When protection becomes a firewall: the evidence Scottish juries didn’t hear in sexual trials
There is a reason Thomas Leonard Ross KC’s talk has struck such a nerve. It is not polemic, and it is not social media commentary. It is a senior advocate, speaking calmly, pointing to reported cases, and explaining why the UK Supreme Court has now said that Scottish courts must change their approach to evidence in sexual offence trials.
This matters for everyone. It matters for complainers, because convictions that appear procedurally unsafe invite endless challenge. It matters for the public, because confidence in verdicts depends on visible fairness. And it matters for the accused, because if you cannot test evidence, you do not truly have a trial.
Ross is careful throughout. He is firmly against aggressive, unnecessary or humiliating questioning. The issue he identifies is different: Rules designed to prevent bad questioning have, in practice, sometimes been used to prevent necessary questioning.
The Supreme Court Reset
The context for Ross’s talk is the UK Supreme Court’s decision in Daly v HM Advocate and Keir v HM Advocate. Although the individual appeals were refused on their facts, the Court made a wider and far more important finding.
Lord Reed stated that Scottish courts are under a duty to modify their current approach to admissibility decisions in sexual offence trials to ensure compliance with Article 6 of the European Convention on Human Rights, the right to a fair trial.
That is not casual language. It is a judicial acknowledgement that the existing approach had become too restrictive and risked unfairness.
What Ross KC is actually saying
Ross does not argue that rape-shield protections should be abolished. He does not suggest that a complainer’s sexual history should become "open season." He explicitly rejects questioning designed simply to upset or intimidate.
His concern is narrower and more serious: Over time, Scottish courts developed a pattern of excluding evidence that went directly to credibility and reliability, even where it was central to the defence case.
What Scottish juries were not allowed to hear
Prior false allegations
In most areas of law, admitted dishonesty is relevant when assessing whether someone is telling the truth. In Scottish sexual offence trials, that has often not been the case. Ross discusses cases where a complainer had previously made a detailed allegation that was later admitted to be false, yet the jury was never told.
Inducing others to fabricate allegations
Ross describes cases where the defence sought to show that a complainer had attempted to persuade others to make false allegations. Despite this, appeal courts often refused to allow the jury to hear it. The effect is to insulate credibility from scrutiny.
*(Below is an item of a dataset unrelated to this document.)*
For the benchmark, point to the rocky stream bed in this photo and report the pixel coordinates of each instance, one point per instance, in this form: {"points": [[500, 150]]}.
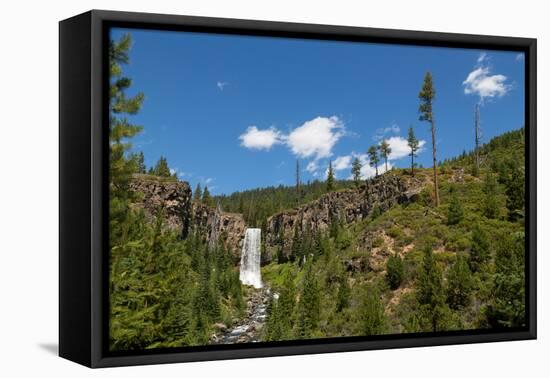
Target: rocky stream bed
{"points": [[248, 329]]}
Medical evidence of pathological lying
In one case, a psychologist’s report referred to a diagnosis involving persistent lying. The court refused to let the jury hear it, reasoning that habitual lying is "character evidence" and therefore inadmissible. This prevents juries from hearing professional evidence that would assist their assessment of the truth.
The complainer’s own communications
Ross discusses prior communications, including sexual messages exchanged shortly before the alleged offence. In one case, the accused was not permitted to rely on messages disclosed by the complainer herself. The Supreme Court cited this specific restrictive approach as a primary reason why Scottish rules must change.
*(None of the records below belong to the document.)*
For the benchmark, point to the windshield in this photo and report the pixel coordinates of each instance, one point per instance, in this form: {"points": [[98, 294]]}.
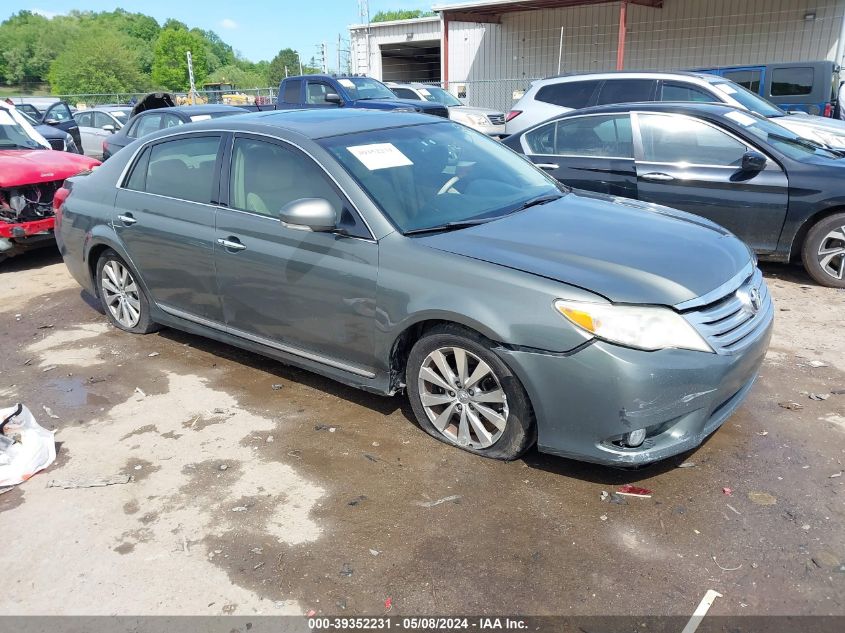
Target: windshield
{"points": [[365, 88], [786, 141], [17, 133], [438, 95], [748, 99], [426, 176]]}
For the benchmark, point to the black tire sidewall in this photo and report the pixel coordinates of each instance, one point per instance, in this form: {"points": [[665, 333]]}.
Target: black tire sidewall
{"points": [[145, 323], [809, 252], [519, 434]]}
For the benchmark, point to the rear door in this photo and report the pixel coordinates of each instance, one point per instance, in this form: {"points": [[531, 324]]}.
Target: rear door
{"points": [[694, 165], [592, 152], [164, 215]]}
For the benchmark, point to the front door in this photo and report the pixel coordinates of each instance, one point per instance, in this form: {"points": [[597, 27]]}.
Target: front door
{"points": [[592, 152], [312, 294], [165, 218], [695, 166]]}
"Many wrongful convictions do not rest on dramatic errors. They rest on juries never being allowed to see the full picture."
Why this harms everyone
Ross makes a point that is often overlooked: this situation is damaging to complainers as well. If convictions are secured under a framework criticized by the Supreme Court, those convictions remain "unsafe." This leads to more appeals, more uncertainty, and more re-traumatisation for everyone involved.
If a Section 275 refusal affected your case
This is not legal advice, but if a Section 275 application was refused in your case, or never made because it was thought to be futile, consider these questions:
- Was evidence dismissed as "collateral" or "character evidence" rather than being linked to credibility?
- Did the material go to a live issue such as consent or narrative plausibility?
- Does the Supreme Court’s analysis in Daly suggest the approach taken was overly restrictive?
Watch the full talk by Thomas Leonard Ross KC:
A fair trial is not a courtesy. It is the condition that makes punishment lawful. When protection becomes automatic exclusion, the system stops testing evidence and starts demanding trust. The Supreme Court has now said that is not good enough.